Computation and Language,Artificial Intelligence
What problem does this paper attempt to address?
The paper primarily aims to address the issues of memory consumption and computational overhead faced by large language models (LLMs) during deployment, optimizing these aspects through Post-Training Quantization (PTQ) techniques.
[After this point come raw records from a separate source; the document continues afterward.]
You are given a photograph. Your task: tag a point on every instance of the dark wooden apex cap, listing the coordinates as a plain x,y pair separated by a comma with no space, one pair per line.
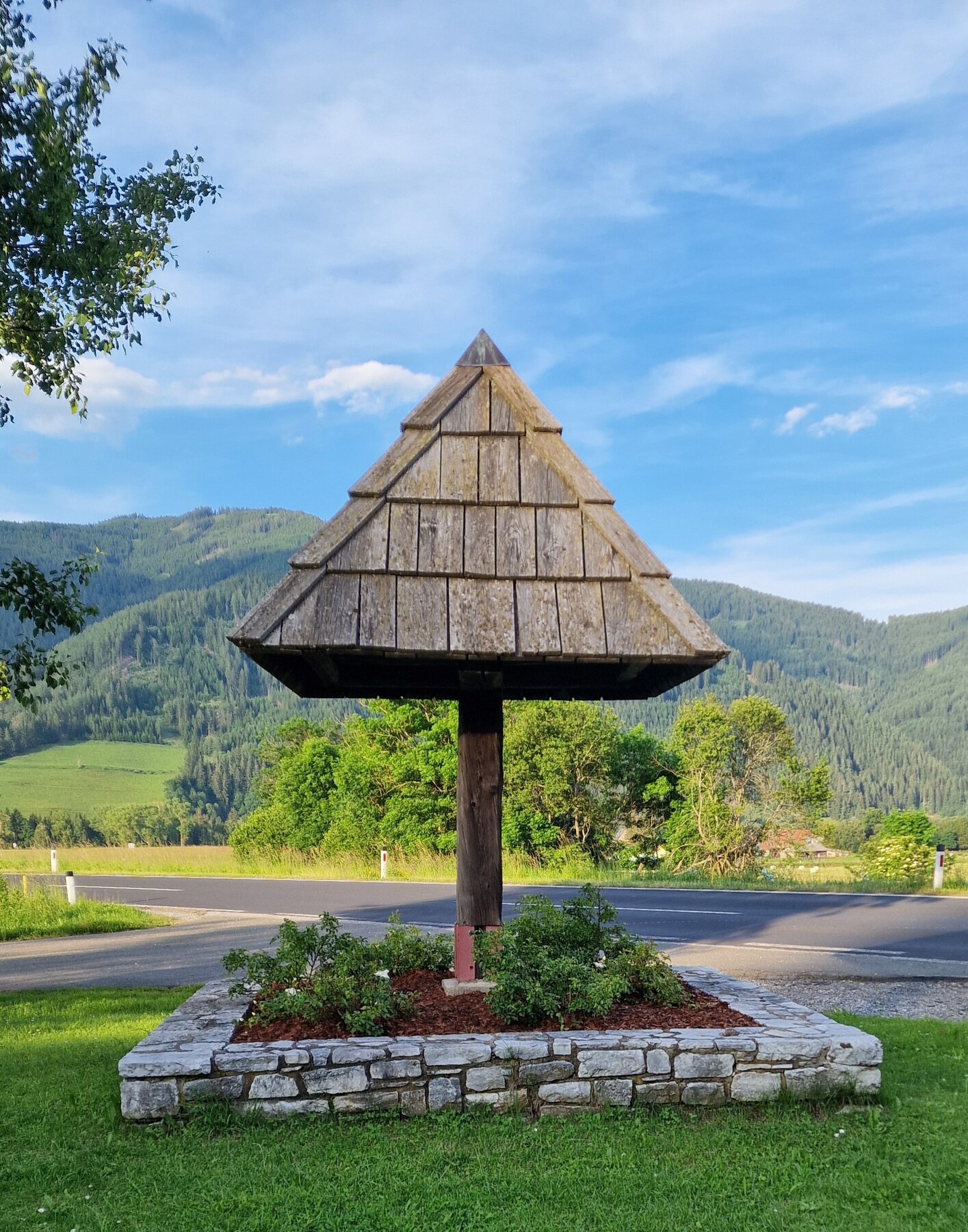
482,352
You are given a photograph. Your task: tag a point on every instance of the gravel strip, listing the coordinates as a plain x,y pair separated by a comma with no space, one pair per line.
885,998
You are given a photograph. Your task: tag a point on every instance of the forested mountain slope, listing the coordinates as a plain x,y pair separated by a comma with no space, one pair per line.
886,702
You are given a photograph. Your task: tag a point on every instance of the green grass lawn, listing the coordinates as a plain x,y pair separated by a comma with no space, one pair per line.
89,775
67,1161
222,862
47,913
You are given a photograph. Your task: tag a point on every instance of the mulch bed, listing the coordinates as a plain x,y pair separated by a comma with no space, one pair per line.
435,1013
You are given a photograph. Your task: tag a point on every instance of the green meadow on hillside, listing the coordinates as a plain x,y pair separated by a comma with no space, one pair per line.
89,775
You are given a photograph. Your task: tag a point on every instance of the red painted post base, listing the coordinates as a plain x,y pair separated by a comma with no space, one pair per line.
465,967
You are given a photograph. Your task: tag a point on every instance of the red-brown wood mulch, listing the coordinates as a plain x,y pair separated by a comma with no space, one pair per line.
435,1013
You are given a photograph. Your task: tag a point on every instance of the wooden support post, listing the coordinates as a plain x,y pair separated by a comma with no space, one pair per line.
480,786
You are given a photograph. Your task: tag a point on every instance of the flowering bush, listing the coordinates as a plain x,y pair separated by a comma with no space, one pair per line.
319,973
574,960
897,858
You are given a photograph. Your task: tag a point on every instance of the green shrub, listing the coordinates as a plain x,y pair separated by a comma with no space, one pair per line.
574,960
897,858
319,973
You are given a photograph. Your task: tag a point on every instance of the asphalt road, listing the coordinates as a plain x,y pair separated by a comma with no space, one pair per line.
746,933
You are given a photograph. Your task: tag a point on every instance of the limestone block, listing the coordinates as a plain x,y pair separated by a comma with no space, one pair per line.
791,1049
454,1055
166,1065
394,1071
856,1051
215,1088
443,1093
274,1087
546,1071
564,1093
703,1065
149,1101
755,1084
248,1062
413,1102
705,1093
352,1053
335,1082
367,1102
657,1092
611,1065
486,1078
616,1092
521,1050
404,1049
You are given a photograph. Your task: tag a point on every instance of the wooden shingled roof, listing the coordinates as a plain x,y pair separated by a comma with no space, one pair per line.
478,551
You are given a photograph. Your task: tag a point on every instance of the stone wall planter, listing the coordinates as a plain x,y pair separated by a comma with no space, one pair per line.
792,1051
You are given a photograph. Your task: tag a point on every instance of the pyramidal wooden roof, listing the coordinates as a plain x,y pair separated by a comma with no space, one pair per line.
478,552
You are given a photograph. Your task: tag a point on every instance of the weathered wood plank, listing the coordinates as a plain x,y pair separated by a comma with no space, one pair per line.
421,614
335,532
621,536
580,617
560,542
695,634
537,619
441,539
440,400
338,610
366,552
501,417
601,559
378,610
423,480
480,791
482,616
633,626
569,466
278,603
402,552
460,468
404,451
498,474
471,413
480,541
525,406
540,483
515,542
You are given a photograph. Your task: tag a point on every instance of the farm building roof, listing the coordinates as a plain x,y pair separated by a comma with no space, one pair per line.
478,552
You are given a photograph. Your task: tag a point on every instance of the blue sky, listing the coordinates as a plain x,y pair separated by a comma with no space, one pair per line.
724,240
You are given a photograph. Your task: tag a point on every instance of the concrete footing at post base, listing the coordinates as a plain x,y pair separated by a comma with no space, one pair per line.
792,1051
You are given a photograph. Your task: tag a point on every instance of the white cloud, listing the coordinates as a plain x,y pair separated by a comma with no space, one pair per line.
794,417
369,388
832,559
866,417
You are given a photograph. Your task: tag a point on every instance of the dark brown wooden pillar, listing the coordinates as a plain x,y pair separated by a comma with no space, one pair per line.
480,788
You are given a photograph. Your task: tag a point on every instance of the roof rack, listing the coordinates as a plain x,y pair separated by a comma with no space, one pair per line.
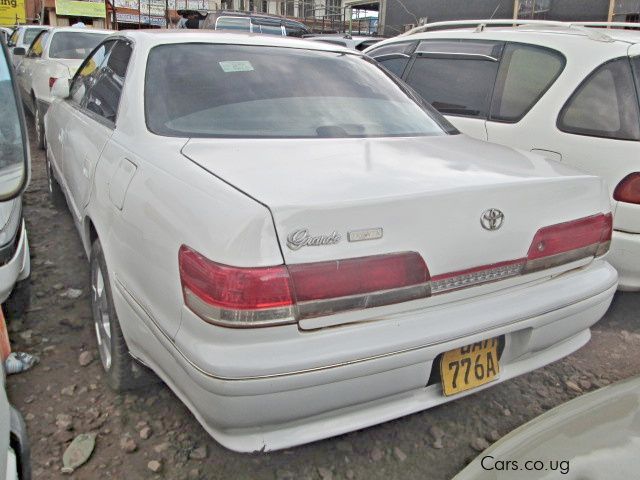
480,25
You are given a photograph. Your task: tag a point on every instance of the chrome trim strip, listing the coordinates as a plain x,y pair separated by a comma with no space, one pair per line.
127,295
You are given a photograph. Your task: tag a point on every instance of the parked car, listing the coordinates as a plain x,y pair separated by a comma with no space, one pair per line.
355,42
5,33
15,263
54,54
567,91
591,437
232,20
21,39
15,462
297,256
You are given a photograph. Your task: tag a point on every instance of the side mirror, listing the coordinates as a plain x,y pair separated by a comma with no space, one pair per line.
60,88
15,163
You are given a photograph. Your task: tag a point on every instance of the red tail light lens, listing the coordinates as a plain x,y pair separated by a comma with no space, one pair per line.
232,295
247,297
628,190
570,241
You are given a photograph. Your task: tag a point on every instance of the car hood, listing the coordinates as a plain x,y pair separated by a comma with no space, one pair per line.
598,434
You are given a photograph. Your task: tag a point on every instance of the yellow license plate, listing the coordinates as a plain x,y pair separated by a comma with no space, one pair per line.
469,367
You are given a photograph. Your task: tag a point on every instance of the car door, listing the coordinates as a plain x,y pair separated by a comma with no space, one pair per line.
28,68
93,120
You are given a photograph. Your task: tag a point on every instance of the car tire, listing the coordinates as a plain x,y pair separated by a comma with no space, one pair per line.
38,122
55,192
122,371
18,302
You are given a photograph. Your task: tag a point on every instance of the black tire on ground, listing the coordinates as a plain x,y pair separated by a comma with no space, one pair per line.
55,192
38,123
123,372
18,302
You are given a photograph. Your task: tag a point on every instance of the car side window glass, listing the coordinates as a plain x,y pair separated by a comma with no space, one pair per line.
605,105
106,90
87,71
457,78
525,74
394,57
37,47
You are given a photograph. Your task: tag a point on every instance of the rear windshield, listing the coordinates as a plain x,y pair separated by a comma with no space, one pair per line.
73,45
271,92
30,34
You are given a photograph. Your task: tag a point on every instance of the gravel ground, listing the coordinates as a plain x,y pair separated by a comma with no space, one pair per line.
65,394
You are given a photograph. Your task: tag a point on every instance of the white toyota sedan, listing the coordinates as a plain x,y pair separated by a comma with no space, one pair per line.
54,54
568,91
300,248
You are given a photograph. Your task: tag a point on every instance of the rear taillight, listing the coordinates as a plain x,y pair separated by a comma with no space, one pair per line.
628,190
569,241
265,296
246,297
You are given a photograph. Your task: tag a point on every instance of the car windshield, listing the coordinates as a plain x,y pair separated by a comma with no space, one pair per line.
74,45
30,34
267,92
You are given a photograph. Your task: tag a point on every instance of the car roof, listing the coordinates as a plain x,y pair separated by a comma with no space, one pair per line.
550,34
81,30
153,37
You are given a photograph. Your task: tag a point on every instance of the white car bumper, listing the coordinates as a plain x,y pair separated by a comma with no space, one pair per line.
18,268
541,322
625,257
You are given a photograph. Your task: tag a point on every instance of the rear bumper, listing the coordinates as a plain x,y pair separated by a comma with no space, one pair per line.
19,442
254,410
18,267
625,257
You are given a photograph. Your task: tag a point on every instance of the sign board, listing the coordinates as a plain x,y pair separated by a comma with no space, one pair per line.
12,10
80,8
Specifically, the research objectives include: 1. **Comprehensive evaluation of quantization methods on LLMs**: The paper systematically evaluates the impact of different quantization techniques (such as weight quantization, activation quantization, key-value cache quantization, etc.) on the performance of various tasks through experiments to guide the selection of quantization methods. 2. **Exploration of different types of quantization techniques**: The research not only focuses on weight quantization and activation quantization but also delves into the effects of key-value cache quantization, which is particularly important for handling long texts or large-scale datasets. 3. **Coverage of diverse task types**: The evaluation scope includes basic natural language processing tasks, emerging capabilities (such as multi-step reasoning, self-calibration), trustworthiness-related tasks (such as ethical judgment, hallucination detection), dialogue tasks, and long text processing tasks. 4. **Wide range of model families and scales**: The research evaluates multiple model families, including OPT, LLaMA2, Falcon, Bloomz, Mistral, with model parameters ranging from 125 million to 18 billion. 5. **Summary of quantization effects and recommended strategies**: Based on extensive experimental results, the paper summarizes the impact of quantization techniques on different tasks and provides bit-width recommendations for quantization for different types of tasks to ensure minimal performance loss. In summary, the paper aims to reveal the performance of quantization techniques in different scenarios through systematic experimental evaluation, providing guidance for the selection of quantization techniques in practical applications.